Recht bald, als Wirtschaftssenator Wolf (Linkspartei.PDS) 2002 ins Amt gekommen war, sandte er Signale aus, daß er sich den „Abriß des ICC vorstellen" könne. Wolf suchte sich einen Experten, und 2005 legte der Architekt Meinhard von Gerkan ein Gutachten vor, in dem er genau das empfahl, über das Wolf schon phantasiert hatte: das Gebäude aus Kostengründen abzureißen und einen Neubau an die Stelle der Deutschlandhalle zu setzen. Zugegeben: Mit dem Vorschlag konnte sich einer der beiden Geschäftsführer der Messe-Gesellschaft, Raimund Hosch, zuerst nicht anfreunden, weil er die Ansicht vertrat, ein Abriß des ICC sei teurer als die Sanierung. Aber die Marschrichtung, in die der Senator steuerte, war vorgegeben.

Allerdings wollten die Kritiker nie ganz verstummen.

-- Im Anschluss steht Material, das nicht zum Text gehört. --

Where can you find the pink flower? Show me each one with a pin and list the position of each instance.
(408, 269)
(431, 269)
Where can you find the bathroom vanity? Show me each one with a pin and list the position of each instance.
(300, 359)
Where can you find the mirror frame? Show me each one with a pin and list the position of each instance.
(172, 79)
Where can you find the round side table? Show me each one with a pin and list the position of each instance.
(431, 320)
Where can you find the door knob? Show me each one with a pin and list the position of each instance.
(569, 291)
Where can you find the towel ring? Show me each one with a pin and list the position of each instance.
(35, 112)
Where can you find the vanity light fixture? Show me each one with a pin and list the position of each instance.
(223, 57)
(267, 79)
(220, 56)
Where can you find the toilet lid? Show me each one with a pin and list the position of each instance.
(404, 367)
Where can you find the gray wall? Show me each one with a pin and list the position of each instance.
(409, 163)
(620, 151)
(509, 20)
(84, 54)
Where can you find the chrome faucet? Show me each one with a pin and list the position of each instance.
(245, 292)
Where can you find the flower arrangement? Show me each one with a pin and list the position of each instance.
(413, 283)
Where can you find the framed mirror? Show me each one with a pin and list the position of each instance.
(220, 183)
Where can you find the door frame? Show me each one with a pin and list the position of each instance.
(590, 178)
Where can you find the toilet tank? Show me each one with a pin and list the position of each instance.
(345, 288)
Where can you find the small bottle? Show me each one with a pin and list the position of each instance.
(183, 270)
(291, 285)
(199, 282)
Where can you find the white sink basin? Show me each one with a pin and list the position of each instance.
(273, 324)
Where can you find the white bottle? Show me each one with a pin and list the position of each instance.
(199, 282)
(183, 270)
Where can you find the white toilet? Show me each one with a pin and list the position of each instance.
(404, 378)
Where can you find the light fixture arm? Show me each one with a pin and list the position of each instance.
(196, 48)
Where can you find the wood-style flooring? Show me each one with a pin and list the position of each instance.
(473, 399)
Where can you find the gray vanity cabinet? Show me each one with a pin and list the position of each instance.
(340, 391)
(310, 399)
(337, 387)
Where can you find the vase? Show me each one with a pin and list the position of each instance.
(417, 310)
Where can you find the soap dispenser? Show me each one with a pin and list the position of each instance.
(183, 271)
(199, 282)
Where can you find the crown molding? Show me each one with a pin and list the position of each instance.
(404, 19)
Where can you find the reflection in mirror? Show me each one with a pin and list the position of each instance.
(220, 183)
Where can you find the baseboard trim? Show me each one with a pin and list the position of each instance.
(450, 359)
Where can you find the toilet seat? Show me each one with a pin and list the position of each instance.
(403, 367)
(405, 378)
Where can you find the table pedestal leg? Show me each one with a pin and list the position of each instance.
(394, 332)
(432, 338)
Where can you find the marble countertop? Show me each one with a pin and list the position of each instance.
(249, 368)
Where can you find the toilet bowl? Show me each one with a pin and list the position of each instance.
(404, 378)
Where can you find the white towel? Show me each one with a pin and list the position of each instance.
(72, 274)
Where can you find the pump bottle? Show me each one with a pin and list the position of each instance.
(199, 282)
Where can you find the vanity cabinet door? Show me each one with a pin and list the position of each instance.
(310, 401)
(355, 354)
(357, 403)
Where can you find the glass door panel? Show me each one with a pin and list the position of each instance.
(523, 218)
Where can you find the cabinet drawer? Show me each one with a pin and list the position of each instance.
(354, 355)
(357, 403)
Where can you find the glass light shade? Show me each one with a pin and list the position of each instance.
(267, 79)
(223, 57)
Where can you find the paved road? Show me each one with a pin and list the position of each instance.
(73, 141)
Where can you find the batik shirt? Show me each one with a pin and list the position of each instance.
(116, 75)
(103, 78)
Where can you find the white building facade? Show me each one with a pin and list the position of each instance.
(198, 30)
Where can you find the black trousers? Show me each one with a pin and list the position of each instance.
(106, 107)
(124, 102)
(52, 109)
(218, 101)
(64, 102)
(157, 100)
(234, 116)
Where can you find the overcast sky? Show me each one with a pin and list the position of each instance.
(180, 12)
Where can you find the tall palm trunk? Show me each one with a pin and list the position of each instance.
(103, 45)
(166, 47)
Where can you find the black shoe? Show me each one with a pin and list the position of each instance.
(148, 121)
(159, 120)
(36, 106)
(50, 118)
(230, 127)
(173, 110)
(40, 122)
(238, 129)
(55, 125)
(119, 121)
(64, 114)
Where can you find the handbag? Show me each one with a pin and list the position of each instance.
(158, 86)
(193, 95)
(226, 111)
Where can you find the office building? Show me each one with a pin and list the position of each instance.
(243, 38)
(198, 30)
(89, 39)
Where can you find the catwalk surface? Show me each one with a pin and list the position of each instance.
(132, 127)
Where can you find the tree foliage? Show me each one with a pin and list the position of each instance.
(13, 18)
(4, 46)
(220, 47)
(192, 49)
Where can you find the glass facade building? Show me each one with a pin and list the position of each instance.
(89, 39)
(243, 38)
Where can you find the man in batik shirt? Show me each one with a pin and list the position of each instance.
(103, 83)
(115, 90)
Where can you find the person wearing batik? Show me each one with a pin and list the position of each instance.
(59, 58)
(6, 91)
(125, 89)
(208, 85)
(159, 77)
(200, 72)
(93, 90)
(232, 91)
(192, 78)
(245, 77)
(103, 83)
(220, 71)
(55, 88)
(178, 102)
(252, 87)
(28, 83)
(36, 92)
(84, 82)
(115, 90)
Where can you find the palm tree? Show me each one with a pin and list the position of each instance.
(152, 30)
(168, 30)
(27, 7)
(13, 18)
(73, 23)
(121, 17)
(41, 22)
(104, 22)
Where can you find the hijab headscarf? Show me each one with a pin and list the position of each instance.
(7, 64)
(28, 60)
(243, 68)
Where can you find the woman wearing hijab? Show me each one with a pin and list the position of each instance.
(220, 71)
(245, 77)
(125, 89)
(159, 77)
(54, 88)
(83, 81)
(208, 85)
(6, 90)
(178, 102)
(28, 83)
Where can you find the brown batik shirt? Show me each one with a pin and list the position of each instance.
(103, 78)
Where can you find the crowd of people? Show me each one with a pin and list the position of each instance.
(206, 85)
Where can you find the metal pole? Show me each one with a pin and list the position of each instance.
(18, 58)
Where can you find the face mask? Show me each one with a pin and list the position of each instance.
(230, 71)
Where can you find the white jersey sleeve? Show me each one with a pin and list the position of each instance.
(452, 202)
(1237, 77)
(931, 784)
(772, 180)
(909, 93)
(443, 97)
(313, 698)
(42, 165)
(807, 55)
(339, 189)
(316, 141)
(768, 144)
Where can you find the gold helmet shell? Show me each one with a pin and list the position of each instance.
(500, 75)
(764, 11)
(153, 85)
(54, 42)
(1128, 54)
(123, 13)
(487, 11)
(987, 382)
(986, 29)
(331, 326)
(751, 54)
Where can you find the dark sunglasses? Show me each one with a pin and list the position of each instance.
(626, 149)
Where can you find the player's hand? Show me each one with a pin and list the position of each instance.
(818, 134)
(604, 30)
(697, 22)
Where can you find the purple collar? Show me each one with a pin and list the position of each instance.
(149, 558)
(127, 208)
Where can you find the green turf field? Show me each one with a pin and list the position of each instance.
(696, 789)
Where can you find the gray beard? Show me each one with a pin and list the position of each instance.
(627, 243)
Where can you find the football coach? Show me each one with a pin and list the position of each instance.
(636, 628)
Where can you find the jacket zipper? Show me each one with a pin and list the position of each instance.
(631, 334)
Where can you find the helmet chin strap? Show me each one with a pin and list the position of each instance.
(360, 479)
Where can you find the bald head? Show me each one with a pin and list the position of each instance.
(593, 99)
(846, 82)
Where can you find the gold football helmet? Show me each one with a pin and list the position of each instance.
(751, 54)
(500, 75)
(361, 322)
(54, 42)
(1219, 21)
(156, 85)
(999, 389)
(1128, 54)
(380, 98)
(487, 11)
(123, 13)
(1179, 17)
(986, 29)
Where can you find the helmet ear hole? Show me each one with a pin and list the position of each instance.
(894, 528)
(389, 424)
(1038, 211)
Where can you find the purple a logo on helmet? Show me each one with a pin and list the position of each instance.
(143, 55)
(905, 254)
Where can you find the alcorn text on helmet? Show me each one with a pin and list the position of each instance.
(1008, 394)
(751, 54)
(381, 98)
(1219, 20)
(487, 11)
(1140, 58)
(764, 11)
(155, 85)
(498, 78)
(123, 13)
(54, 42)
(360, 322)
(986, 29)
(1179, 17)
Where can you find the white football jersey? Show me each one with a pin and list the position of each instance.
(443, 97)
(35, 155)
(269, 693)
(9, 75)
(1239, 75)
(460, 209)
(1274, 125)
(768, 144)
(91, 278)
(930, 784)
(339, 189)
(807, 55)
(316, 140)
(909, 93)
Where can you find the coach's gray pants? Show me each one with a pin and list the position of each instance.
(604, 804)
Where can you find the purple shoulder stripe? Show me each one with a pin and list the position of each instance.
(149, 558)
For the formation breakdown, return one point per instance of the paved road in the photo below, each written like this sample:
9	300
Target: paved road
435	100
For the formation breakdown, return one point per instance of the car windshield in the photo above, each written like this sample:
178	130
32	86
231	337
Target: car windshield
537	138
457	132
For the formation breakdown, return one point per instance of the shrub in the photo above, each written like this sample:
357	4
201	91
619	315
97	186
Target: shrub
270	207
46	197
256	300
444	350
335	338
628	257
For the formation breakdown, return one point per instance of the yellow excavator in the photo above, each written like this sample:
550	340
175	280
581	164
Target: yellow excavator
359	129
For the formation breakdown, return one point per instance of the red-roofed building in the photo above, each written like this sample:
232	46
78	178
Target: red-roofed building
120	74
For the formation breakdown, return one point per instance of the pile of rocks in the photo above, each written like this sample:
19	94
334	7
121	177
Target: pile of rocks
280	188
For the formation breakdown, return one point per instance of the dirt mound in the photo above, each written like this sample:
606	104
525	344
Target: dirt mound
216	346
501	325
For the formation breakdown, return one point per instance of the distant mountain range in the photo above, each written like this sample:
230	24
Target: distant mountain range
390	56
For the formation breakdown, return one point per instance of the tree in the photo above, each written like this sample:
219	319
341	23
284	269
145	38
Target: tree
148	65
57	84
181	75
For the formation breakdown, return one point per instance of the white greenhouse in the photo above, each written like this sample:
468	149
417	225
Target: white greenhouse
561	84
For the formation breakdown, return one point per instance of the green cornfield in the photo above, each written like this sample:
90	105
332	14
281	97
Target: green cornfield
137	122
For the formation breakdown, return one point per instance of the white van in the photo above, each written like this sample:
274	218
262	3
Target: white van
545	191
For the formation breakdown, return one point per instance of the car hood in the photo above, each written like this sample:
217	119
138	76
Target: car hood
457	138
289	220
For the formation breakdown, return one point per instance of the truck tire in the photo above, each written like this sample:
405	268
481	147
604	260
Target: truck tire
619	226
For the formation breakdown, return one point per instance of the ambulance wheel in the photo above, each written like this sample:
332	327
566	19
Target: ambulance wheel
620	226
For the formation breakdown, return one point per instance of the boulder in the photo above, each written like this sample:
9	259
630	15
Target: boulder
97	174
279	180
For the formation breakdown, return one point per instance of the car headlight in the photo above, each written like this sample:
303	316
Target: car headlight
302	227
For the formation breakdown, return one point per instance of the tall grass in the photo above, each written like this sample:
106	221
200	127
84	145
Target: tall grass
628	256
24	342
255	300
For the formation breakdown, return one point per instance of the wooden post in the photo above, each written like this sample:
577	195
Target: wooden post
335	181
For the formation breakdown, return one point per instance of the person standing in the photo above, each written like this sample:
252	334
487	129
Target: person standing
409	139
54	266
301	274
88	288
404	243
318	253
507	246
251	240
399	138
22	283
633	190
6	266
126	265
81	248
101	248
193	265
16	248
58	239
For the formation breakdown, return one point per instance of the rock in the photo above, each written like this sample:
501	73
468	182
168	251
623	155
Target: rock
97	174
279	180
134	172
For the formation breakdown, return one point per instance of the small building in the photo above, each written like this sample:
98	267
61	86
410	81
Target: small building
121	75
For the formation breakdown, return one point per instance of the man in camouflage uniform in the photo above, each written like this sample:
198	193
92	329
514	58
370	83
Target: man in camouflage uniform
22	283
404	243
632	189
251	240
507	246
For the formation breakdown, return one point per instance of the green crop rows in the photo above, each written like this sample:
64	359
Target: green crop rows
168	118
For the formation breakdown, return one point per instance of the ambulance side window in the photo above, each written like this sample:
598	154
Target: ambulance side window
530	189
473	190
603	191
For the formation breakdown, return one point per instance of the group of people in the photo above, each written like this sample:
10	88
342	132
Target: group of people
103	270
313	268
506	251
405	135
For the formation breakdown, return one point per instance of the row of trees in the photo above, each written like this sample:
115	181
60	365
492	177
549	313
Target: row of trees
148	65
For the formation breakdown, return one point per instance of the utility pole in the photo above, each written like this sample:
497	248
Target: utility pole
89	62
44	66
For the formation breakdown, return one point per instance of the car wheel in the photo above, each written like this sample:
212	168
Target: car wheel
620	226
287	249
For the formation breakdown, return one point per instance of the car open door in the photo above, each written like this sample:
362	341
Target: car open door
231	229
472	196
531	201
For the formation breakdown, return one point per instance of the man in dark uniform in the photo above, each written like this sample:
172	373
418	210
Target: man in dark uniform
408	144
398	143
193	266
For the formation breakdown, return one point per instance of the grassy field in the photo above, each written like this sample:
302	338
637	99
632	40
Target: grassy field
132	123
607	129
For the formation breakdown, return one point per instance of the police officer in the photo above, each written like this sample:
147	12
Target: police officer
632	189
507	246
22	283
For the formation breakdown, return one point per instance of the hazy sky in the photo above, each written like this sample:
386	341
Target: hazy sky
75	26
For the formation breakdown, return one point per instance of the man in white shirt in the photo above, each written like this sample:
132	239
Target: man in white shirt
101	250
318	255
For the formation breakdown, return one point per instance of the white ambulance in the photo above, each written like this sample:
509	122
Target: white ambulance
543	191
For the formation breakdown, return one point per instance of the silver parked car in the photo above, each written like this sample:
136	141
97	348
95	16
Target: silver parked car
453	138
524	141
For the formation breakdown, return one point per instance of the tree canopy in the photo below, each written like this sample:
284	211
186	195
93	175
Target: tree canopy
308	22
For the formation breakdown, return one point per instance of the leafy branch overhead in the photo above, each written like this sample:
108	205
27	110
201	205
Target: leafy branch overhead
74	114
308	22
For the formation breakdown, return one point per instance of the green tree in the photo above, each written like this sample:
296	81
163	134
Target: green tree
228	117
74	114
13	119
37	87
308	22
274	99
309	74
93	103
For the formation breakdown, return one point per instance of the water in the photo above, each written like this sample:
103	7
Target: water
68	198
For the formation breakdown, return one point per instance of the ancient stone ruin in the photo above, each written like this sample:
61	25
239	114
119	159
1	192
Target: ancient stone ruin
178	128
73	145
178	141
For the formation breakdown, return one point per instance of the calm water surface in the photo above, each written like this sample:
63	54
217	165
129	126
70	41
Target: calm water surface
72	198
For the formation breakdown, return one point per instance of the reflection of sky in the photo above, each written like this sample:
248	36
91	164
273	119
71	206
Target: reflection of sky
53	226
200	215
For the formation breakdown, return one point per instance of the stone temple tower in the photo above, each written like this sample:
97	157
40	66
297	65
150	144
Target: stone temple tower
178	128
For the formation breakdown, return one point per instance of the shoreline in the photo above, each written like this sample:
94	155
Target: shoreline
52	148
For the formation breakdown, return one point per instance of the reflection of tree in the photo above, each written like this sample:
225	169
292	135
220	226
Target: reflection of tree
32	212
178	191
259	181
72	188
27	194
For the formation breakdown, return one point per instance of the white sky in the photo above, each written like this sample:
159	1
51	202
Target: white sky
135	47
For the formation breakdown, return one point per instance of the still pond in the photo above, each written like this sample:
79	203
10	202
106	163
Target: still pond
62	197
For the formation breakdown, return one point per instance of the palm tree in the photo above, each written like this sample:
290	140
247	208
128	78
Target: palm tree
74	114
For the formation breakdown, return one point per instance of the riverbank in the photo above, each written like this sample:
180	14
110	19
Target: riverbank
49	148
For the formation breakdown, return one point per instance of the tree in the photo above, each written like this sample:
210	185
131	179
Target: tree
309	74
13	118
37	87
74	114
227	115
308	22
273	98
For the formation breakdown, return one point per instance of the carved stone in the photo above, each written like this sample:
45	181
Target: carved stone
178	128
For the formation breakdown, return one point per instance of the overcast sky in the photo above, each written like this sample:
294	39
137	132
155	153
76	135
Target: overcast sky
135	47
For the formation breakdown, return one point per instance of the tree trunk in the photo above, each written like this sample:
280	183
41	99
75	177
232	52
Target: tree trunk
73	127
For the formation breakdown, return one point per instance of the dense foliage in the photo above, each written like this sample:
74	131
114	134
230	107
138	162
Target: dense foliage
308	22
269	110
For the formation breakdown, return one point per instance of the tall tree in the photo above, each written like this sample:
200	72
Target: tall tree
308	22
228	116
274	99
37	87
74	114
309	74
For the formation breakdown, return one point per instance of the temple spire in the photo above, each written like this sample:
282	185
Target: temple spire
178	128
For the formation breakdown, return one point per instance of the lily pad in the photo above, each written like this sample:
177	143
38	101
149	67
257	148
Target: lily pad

Die Baukammer Berlin monierte Anfang 2006, daß „keine seriösen und objektiv nachweisbaren bautechnischen oder betriebswirtschaftlichen Gründe gegeben sind, die einen Abriß des ICC begründen." Und die wirtschaftspolitische Sprecherin der Grünen-Fraktion, Lisa Paus, forderte kürzlich knapp: „Die Sanierung des ICC ist einem Neubau vorzuziehen." Gestärkt können sich beide durch ein Gutachten fühlen, das der Leiter des Instituts für Zukunftsstudien und Technologiebewertung, Rolf Kreibich, den Abgeordneten im Februar zuleitete. Kreibich hält das ICC durchaus für sanierungsbedürftig ­ wie alle großen Gebäude dieses Alters. Doch die baulichen Mängel lie-ßen sich „mit einem minimalen Kostenaufwand energetisch und hinsichtlich der Nutzungsstruktur" verbessern.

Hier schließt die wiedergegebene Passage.